Ensure that the cory catfish is kept with a minimum of six of the same species.
|Swim Bladder Issues||Swim bladder treatment can be given to a cory catfish to treat swim bladder issues.|
Ensure you do not overfeed the cory catfish; feeding should be twice a day. Their consumption will determine the amount within the first three minutes of feeding.
Ensure that the water temperature is always between 72 -82 degrees Fahrenheit depending on the species.
Replenish the tank regularly with clean water.
Action To Be Taken When Cory Catfish Is Laying On Its Side
If you are a cory catfish owner, your instant reaction might be one of panic when you detect your pet fish laying on its side. Often it could just be something trivial like a resting fish. In this instance, it might be advisable to try the following before determining your course of action.

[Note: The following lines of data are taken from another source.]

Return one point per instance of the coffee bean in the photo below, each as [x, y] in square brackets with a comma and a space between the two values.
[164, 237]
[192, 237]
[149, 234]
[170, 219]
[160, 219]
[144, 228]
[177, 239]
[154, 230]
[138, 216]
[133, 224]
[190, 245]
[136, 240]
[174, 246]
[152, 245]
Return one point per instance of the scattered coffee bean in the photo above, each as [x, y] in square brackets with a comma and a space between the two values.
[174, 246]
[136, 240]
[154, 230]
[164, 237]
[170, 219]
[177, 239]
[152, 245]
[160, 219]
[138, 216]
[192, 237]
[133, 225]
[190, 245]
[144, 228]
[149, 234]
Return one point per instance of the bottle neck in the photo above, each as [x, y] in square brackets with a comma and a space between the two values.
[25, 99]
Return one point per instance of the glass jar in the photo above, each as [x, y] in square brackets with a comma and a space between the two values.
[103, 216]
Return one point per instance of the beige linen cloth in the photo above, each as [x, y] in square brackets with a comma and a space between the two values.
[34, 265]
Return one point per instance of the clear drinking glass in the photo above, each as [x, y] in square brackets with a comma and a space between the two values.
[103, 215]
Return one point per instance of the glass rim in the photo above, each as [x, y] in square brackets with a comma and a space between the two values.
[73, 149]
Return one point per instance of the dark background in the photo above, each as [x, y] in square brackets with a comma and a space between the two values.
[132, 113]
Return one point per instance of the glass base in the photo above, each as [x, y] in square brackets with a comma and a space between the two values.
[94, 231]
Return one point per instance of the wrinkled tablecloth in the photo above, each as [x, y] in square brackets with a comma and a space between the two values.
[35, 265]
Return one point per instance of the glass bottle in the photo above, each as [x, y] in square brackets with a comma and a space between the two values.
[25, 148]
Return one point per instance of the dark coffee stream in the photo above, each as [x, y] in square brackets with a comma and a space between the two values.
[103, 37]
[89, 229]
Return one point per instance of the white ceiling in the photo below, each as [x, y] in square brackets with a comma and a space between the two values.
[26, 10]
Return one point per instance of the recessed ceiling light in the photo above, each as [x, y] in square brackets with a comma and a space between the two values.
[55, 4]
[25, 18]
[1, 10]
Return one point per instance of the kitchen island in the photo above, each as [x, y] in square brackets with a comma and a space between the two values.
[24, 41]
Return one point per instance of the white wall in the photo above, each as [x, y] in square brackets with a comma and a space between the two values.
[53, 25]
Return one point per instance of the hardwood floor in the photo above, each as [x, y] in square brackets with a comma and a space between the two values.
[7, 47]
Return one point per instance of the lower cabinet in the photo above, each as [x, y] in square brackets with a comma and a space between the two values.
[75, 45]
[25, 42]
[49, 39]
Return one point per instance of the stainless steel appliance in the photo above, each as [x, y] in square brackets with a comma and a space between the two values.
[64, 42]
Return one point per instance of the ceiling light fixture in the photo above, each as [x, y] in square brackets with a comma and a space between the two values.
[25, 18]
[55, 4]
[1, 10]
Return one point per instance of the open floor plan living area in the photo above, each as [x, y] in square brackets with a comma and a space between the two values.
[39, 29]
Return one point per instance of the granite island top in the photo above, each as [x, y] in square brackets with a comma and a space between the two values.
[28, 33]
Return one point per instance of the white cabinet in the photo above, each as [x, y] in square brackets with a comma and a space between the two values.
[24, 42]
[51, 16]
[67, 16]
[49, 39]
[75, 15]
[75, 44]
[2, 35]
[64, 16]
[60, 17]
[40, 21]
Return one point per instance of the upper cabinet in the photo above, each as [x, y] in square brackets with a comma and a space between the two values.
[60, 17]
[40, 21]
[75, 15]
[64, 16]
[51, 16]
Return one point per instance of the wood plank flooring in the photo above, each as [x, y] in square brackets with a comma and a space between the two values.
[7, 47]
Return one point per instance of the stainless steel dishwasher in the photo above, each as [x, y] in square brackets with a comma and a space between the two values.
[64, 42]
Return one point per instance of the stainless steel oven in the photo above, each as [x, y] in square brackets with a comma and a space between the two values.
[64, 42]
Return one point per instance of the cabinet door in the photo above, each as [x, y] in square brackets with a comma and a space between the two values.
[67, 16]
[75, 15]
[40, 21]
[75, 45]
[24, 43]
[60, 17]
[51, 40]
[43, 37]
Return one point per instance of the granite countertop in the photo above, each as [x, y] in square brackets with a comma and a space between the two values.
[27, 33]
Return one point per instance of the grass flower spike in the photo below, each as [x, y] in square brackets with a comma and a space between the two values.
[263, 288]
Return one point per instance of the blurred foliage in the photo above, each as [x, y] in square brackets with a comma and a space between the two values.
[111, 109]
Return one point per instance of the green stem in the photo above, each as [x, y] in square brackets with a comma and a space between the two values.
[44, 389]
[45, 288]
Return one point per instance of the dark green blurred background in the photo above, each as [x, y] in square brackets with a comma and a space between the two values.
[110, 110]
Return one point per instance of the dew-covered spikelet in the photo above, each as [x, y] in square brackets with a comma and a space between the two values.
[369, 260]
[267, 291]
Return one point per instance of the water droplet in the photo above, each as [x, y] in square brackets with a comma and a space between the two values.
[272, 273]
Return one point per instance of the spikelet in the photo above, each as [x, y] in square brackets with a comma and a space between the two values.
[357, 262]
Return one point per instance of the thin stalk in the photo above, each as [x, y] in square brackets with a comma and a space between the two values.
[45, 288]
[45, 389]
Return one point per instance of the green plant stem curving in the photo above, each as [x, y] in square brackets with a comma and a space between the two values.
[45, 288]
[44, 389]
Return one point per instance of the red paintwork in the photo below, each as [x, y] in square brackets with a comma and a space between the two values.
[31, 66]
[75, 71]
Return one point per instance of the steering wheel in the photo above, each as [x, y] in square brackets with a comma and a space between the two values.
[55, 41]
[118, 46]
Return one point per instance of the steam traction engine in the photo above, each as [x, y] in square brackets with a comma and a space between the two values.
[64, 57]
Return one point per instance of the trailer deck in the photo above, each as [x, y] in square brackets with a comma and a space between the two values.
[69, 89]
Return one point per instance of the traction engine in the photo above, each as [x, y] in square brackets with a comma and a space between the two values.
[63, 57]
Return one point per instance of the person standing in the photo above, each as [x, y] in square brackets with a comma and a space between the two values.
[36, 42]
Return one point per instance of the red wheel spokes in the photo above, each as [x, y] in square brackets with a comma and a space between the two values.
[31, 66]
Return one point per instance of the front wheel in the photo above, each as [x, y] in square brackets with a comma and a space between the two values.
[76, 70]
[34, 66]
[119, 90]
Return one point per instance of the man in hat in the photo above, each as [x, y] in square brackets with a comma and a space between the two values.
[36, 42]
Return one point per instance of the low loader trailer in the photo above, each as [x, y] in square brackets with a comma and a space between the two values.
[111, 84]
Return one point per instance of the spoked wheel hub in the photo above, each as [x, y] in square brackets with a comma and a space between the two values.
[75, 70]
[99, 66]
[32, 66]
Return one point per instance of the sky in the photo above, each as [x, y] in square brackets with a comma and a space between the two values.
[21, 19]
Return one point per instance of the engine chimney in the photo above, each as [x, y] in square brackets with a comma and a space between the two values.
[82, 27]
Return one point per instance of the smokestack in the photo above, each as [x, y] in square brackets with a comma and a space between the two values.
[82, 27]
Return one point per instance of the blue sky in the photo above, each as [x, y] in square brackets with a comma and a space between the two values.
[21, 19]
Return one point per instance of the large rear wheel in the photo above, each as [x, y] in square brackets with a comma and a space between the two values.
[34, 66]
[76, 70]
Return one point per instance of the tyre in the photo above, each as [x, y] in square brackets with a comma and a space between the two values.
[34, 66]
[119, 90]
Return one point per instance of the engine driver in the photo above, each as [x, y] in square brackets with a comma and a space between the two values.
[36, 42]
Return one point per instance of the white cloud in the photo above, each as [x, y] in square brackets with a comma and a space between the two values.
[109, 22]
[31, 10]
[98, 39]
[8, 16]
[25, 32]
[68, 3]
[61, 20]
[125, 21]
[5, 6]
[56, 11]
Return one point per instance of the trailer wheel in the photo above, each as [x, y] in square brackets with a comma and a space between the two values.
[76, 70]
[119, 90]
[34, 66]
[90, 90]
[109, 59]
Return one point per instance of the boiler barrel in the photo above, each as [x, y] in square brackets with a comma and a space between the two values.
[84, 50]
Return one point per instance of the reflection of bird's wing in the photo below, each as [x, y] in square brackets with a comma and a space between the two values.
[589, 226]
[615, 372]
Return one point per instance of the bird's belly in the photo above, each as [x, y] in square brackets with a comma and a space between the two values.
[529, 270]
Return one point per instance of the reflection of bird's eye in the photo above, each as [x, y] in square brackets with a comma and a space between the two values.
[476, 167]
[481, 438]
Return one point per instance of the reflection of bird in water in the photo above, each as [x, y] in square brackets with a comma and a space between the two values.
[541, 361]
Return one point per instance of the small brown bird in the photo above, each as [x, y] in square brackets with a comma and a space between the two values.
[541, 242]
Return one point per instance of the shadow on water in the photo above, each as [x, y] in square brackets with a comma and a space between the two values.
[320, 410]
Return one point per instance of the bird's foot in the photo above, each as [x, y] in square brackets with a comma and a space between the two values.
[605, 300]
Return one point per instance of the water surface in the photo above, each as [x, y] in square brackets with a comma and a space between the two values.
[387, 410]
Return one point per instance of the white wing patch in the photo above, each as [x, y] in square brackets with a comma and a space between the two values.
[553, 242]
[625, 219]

If a cory catfish is laying on its side for an extended period, consider netting to see if it will cause a reaction. No response means that the fish is either sick or dead.
The cory catfish’s instant reaction might be a struggle as they try to break free to swim away.
Tapping On The Tank
Once you have detected a cory catfish laying on its side, tapping on the tank’s glass could result in either a positive or negative reaction.
The noise from tapping on the glass will traditionally gain the fish’s attention, causing some movement.
A dead cory catfish will be motionless, while a sick fish will be lethargic and might continuously topple over or try to hide.
Although cory catfish may take occasional naps of intervals for five to ten minutes per day, it is unlikely that you will see them resting for extended periods. It is worth administering the necessary treatment if you see them laying on their side for longer than 20 minutes.